Если рассматривать его внешность в свете пылкого соперничества с братьями, слабость Гюго выливалась в еще одно неожиданное преимущество. В первом стихотворении сборника «Осенние листья» он дает довольно противоречивое объяснение, согласно которому материнское молоко, по божественной воле, делится между детьми поровну, но каждый сын получает все: идеальное, чудесное решение для братского соперничества. Больному и слабому ребенку уделяется больше забот, что «сделало меня дважды ребенком моей упрямой матери».

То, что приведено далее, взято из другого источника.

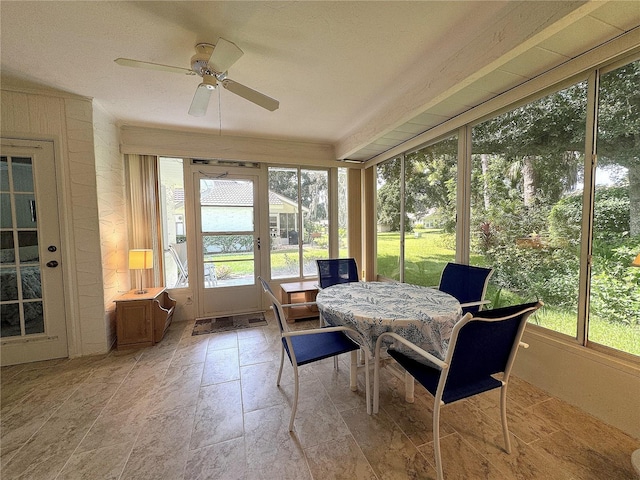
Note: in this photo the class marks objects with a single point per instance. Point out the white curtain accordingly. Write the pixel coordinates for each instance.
(144, 214)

В автобиографических произведениях суровые обстоятельства первых дней Гюго несколько затушеваны: «Брошенный всеми, кроме матери», ребенок любовью возрождается к жизни. Затем вся семья уезжает на Корсику, где «младенец быстро достиг годовалого возраста»{37}.
Такое переосмысление своих истоков интересно своей полной неправдой. Несмотря на тревогу о слабом здоровье Виктора и боязнь, что он не выживет, семья отбыла в Марсель, когда ему было всего шесть недель от роду. У майора Гюго начались крупные неприятности: его оклеветали перед командованием, обвинив в растрате. Спасти его могло только одно: обращение к парижским покровителям, Лагори и Жозефу Бонапарту.

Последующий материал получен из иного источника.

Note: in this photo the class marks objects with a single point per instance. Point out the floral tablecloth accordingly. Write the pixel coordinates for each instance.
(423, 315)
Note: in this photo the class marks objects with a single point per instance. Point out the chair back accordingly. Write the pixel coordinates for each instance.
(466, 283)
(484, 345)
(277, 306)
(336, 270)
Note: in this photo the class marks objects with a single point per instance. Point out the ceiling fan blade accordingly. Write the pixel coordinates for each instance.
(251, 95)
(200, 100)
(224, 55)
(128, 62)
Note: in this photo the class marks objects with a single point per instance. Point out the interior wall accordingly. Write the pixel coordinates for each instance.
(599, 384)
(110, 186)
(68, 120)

Итак, 28 ноября 1802 года Софи Гюго оставила младенца на некую Клодину, жену ординарца Гюго, а сама поехала в Париж. Майор Гюго положился на ее убедительность и продолжал служить. Софи Гюго поселилась на улице Нев-де-Пти-Шан, недалеко от Вандомской площади и совсем рядом с улицей Гайон, где жил недавно вышедший в отставку Лагори.
Пожалуй, самым важным событием раннего детства Виктора Гюго было то, что его рождение совпало с крахом семейной жизни родителей.
Из-за того, что сам Гюго упорно молчал о родительских неладах, все биографы делали упор на его последующем примирении с отцом, случившемся после смерти матери. Возможно, стремление видеть во всем хорошее как-то связано с личной жизнью его биографов, а может быть, стало следствием влияния традиционного жанра биографии, где вычеркиваются те или иные события по мере их наступления. С другой стороны, Гюго, обладавший поразительной способностью никогда не избавляться от горя, жил скорее не по прямой, а по спирали, по кругу, и катастрофы его жизни следует представлять как постоянно повторяющиеся события, которые отличаются лишь степенью силы.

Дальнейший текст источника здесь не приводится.